Cryptocurrencies_7. Mobile Security - How to safely protect your mobile wallet

Lesson 7: Mobile Security - How to safely protect your
mobile wallet

Your security habits are the one thing keeping your personal information safe, and
are especially important if you are managing your money online. Although it may
seem like a lot to set up at first, every crypto investor should take time to learn the
best practices he can use to protect himself.
There are four important topics to consider:
Firstly, we will discuss passwords.
What constitutes a password that can’t be easily broken? How can you remember all
of your passwords while keeping them secure?
For a strong, hard-to-break password, length is key. Use passwords at least 8
characters long — the longer the better. You can use either long sentences in plain
English or long randomly generated passwords. Never use obvious passwords like
12344321. These are easy to break in minutes.
Never use the same password for different websites. This is incredibly important.
To remember your passwords, use a password manager. While not 100% issue-free,
they beat everything else in terms of security/convenience ratio.

Next, we have the Two-Factor Authentication — or 2FA . This  is a second layer of
protection after a password. Why would you need such a thing? Because a
password can stay the same for a long time, so it’s a good idea to have a second
step if your password is ever broken in to or stolen.
The most optimal kind of 2FA is One-Time Password (OTP). There are others, but
most are inconvenient or less safe, so if in doubt, use OTP.
OTP is a short, usually 6-digit number generated every 60 seconds by a mobile app
such as Google Authenticator or Authy. You’ll enter this number as a secondary
password to verify you are the owner of the account.

The catch with OTP 2FA is that to set it up, you’ll need a seed number, which is
usually presented as a QR code you’ll need to scan. Be sure to save the QR code or
plain seed number somewhere safe. Otherwise, when you change your phone you
wouldn’t be able to access your account anymore and it would be complicated to get
your access back.
In this respect, Authy has an advantage over Google Authenticator in that they
backup your seeds for you, so you don’t need to do it yourself. The trade off is that
you need to trust a 3rd party with one of the layers of your personal protection.
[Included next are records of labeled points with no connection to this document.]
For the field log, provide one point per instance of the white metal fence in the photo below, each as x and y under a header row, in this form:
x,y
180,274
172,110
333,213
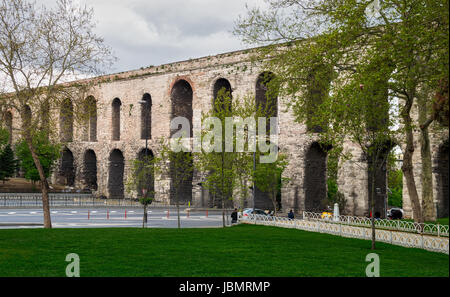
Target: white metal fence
x,y
396,225
406,239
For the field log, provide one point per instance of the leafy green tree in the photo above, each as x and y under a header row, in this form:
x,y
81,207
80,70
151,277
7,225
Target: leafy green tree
x,y
268,177
220,179
8,164
41,48
47,152
404,42
142,178
395,181
175,158
4,136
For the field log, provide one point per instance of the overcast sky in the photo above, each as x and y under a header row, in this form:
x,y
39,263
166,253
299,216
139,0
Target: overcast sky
x,y
154,32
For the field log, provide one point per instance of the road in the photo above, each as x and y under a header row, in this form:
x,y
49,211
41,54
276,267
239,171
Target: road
x,y
105,218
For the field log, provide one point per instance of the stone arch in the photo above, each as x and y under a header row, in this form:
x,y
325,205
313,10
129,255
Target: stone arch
x,y
66,168
266,96
148,182
116,174
319,80
66,121
181,97
90,122
90,170
9,125
220,84
146,117
27,117
442,180
184,192
315,179
116,104
380,182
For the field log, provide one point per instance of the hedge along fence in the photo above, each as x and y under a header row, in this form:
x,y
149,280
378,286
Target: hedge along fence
x,y
414,240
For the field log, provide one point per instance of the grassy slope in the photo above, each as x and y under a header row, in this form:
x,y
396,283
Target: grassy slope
x,y
238,251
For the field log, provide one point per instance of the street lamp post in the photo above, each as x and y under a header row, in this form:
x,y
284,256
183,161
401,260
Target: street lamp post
x,y
144,104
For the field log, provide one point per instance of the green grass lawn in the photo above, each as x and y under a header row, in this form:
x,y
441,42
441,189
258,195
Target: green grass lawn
x,y
243,250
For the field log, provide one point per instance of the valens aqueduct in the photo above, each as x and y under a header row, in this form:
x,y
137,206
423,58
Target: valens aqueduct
x,y
98,154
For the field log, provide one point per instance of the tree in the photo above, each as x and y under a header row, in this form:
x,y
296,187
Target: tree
x,y
180,167
268,178
40,49
411,37
8,164
47,153
220,179
142,178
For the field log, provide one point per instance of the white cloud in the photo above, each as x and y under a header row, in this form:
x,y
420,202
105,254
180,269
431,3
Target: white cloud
x,y
153,32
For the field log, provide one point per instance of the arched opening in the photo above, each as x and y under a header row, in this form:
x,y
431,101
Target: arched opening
x,y
224,86
147,182
67,169
8,124
181,97
377,178
315,181
45,116
146,117
66,121
116,119
90,170
442,181
27,116
90,122
318,86
266,96
181,177
116,169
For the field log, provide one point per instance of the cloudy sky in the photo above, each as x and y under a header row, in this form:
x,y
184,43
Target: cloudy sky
x,y
154,32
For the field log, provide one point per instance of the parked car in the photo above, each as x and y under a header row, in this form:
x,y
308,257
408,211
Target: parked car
x,y
248,211
395,213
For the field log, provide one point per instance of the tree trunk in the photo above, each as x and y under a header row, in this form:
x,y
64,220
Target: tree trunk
x,y
426,173
372,193
44,185
407,166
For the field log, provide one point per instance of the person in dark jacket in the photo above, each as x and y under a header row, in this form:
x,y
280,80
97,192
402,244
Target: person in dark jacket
x,y
291,215
234,216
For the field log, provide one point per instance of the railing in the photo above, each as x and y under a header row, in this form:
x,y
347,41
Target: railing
x,y
29,200
397,225
427,242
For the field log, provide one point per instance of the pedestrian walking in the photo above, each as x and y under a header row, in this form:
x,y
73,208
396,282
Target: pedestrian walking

Now we’ll discuss wallets.

All of your crypto assets are stored on a blockchain and accessed via an account. A
wallet is a way of storing your private keys to that account. There are many kinds of
wallets available, including:

Full-blown blockchain node with a wallet app running. There’re Light wallets and
there’re Hardware wallets.
A blockchain node is the most beneficial for the network, the most flexible and also
the most dangerous way of managing your wallet.
You may acquire one through Mist, Parity, Bitcoin Core, etc.
A light wallet gives you convenience for the price of foregoing control over the node.
You may acquire one through Jaxx, Myetherwallet, Electrum, etc.
A hardware wallet gives you convenience and security for the price of foregoing
control over the node and a little bit of money.
You may acquire a hardware wallet through Ledger Nano S, Trezor and KeepKey.

Backing up a keyphrase. There are many ways to do this and none of them are
either completely secure, or simple. Divide your 24-word key phrase into 2 parts,
Encrypt both of them with any encryption tool available for you, and store encryption
keys in storage services which support 2FA: Such as AWS S3, Google Drive,
Dropbox, Github and private repo.
Enable 2FA on all of them, store OTP 2FA seeds in Authy.
Put first encrypted part of the key phrase into 2 of the services, and the another part
into another 2 of them. With a setup like that your system will have 2 layers of
protection: your master password and your password for accessing Authy. Those will
be the only 2 password you’ll need to remember.

In crypto world, exchanges are a necessary evil. Many of them are not trustworthy.
Most of them get hacked semi-regularly and money gets stolen. The rule of thumb is
to never store tokens on exchanges unless you absolutely need them for trading,
meaning that you have a short term stop loss orders in place.

By following these rules you’ll be able to protect yourself better than most
participants in the markets. That will give you enough time to figure out what
personal protection rules suit you best.